Sen. Bill Cassidy voted to convict President Trump. Louisiana Republicans just ended his Senate career over it. The verdict from the grassroots couldn’t be clearer.
7 REPUBLICANS WHO VOTED TO CONVICT TRUMP
6 of 7 WHO HAVE NOW LOST OR RETIRED
1 STILL SERVING IN CONGRESS
Louisiana has spoken — and it spoke loudly. Senator Bill Cassidy, who made national headlines in February 2021 when he became one of just seven Republican senators to vote for convicting President Donald Trump following his second impeachment trial, has lost his Senate primary. The voters who sent him to Washington in the first place decided they’d seen enough. It wasn’t close enough to be called a surprise. It was a verdict.
Cassidy knew exactly what he was doing when he cast that vote. He wasn’t confused about Louisiana politics. He wasn’t unaware that his state had backed President Trump by massive margins. He made a choice — and Louisiana Republicans made theirs. Within days of his impeachment vote, the Louisiana Republican Party censured him almost unanimously. Cassidy shrugged it off publicly, suggesting his constituents would come around. They didn’t.
When you vote against the people who sent you to Washington, eventually the people who sent you to Washington vote against you. That’s not revenge — that’s democracy working exactly as intended.— EDITORIAL OBSERVATION
What makes this result particularly significant is the pattern it completes. Cassidy wasn’t an outlier in facing consequences — he’s the latest in a string of Republicans who crossed Trump and discovered that the MAGA movement has both a long memory and real electoral muscle. The grassroots didn’t just complain online. They organized, recruited, funded, and won.
THE 7 REPUBLICANS WHO VOTED TO CONVICT — WHERE ARE THEY NOW
Richard Burr (NC)Retired — didn’t seek reelection
Bill Cassidy (LA)Lost primary
Susan Collins (ME)Won reelection — Maine is a different political landscape
Ben Sasse (NE)Resigned — became university president
Pat Toomey (PA)Retired — didn’t seek reelection
Lisa Murkowski (AK)Won reelection via ranked-choice voting
Mitt Romney (UT)Retired — announced he wouldn’t seek reelection
Look at that list honestly and the story tells itself. Of the seven senators who voted to convict, only two won reelection — Susan Collins in Maine and Lisa Murkowski in Alaska, both in states with unusual political dynamics and voting systems that insulate incumbents from primary pressure. Every senator in a conventional Republican state who crossed Trump either lost, retired, or left. That is not a coincidence. That is a movement with staying power.
The political establishment spent years telling Republican voters that the MAGA movement was a moment — a wave that would eventually recede and return the party to its pre-2016 form. Cassidy’s loss is another piece of evidence that this prediction was wrong. Louisiana Republicans didn’t forgive, and they didn’t forget. They waited for their moment at the ballot box and they used it.
The grassroots didn’t just complain. They organized, funded challengers, and showed up. That’s the MAGA playbook — and it keeps working.— EDITORIAL OBSERVATION
For Republicans in Washington watching this result come in, the lesson is not subtle. Primary voters in red states are engaged, motivated, and paying attention to who stands with the movement and who stands against it. The era of assuming that an incumbent’s name recognition and fundraising advantage can survive a vote that infuriates the base is over. Cassidy had both. It didn’t matter.
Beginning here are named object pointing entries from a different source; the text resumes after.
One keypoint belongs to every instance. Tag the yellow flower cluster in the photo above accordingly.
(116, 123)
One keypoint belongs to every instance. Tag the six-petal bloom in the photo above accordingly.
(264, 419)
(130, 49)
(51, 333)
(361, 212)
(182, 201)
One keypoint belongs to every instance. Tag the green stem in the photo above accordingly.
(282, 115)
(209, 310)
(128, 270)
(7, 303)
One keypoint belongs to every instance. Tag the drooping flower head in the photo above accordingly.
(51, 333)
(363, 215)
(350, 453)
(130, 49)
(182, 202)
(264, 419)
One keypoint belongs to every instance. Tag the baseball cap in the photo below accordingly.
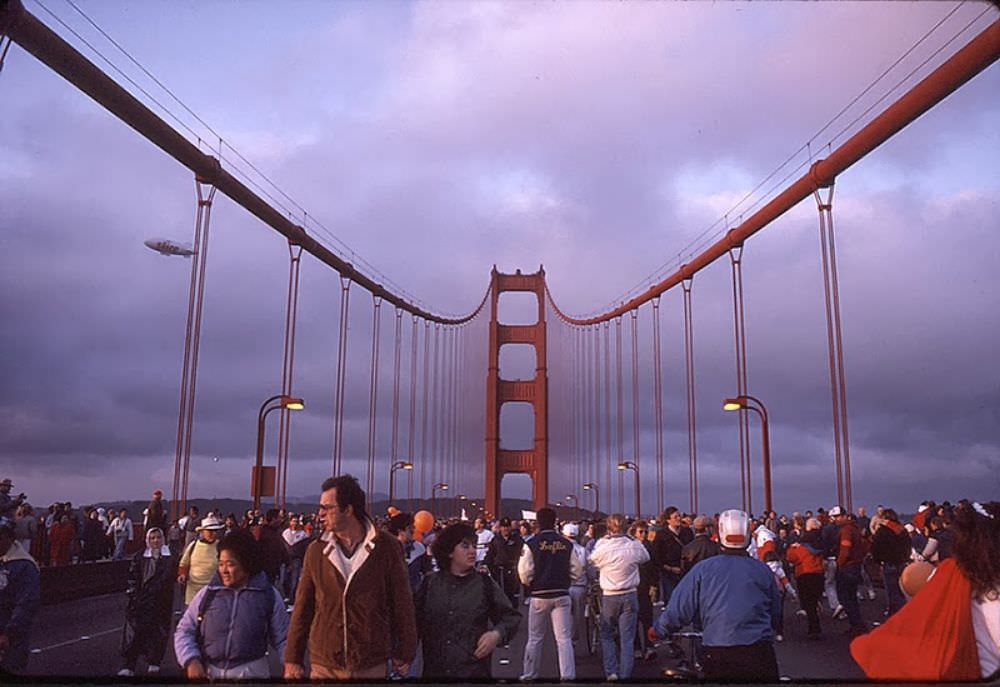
(734, 529)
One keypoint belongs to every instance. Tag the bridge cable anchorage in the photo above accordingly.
(412, 433)
(338, 402)
(740, 347)
(689, 387)
(287, 371)
(426, 469)
(373, 392)
(192, 341)
(835, 347)
(397, 350)
(658, 396)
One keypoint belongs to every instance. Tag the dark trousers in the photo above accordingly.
(848, 580)
(752, 663)
(890, 579)
(810, 592)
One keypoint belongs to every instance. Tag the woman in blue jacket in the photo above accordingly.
(229, 624)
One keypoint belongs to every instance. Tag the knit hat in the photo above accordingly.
(734, 529)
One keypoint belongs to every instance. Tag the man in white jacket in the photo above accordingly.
(618, 557)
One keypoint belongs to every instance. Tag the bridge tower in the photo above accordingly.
(533, 462)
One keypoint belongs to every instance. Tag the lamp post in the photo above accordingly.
(744, 403)
(590, 486)
(443, 486)
(629, 465)
(265, 408)
(398, 465)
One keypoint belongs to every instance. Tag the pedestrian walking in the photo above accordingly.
(150, 603)
(547, 567)
(225, 632)
(353, 609)
(462, 616)
(618, 557)
(20, 599)
(200, 558)
(734, 599)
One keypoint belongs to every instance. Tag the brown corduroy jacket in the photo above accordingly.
(357, 623)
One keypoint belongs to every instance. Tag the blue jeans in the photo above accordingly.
(890, 578)
(619, 613)
(848, 579)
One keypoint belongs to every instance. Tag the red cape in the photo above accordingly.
(929, 639)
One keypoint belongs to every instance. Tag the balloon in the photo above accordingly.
(423, 521)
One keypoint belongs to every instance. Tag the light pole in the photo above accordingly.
(629, 465)
(743, 403)
(258, 478)
(443, 486)
(398, 465)
(590, 486)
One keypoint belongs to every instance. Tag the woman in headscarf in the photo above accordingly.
(150, 600)
(462, 615)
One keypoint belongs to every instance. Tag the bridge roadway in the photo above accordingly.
(81, 639)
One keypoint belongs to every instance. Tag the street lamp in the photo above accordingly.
(257, 479)
(590, 486)
(398, 465)
(443, 486)
(743, 403)
(629, 465)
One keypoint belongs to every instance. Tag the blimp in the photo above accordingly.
(168, 247)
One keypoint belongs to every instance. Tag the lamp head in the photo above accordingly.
(292, 403)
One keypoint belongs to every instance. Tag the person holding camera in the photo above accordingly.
(9, 504)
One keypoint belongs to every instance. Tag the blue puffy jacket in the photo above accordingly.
(733, 598)
(237, 626)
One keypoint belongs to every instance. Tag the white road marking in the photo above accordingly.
(82, 638)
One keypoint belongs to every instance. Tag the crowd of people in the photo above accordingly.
(345, 594)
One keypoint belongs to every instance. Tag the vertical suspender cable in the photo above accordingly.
(607, 407)
(618, 407)
(739, 333)
(689, 384)
(287, 371)
(426, 469)
(338, 401)
(373, 393)
(191, 339)
(658, 401)
(634, 316)
(412, 435)
(202, 261)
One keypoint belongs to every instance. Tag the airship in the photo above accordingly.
(167, 247)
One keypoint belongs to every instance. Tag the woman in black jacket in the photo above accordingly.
(151, 577)
(462, 615)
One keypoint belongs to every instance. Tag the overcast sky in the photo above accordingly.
(439, 139)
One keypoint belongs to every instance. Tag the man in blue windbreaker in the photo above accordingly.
(735, 601)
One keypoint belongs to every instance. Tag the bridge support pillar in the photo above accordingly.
(499, 461)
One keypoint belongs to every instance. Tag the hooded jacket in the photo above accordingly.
(237, 626)
(20, 598)
(359, 622)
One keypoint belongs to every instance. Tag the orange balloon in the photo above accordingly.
(423, 521)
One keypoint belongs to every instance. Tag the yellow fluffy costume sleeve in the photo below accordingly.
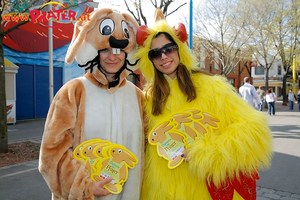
(236, 150)
(242, 143)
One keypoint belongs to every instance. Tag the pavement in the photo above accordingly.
(280, 181)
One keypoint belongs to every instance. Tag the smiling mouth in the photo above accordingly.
(166, 64)
(116, 51)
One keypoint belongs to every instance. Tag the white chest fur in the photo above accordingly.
(116, 117)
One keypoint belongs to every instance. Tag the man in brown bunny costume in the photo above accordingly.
(101, 104)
What comes next in Louisiana is a Senate seat that will almost certainly remain Republican — the question is which Republican. Whoever wins the general will do so knowing exactly what happened to the last person who thought they could defy the MAGA base and survive it. That knowledge tends to concentrate the mind. Louisiana sent a message. Washington received it.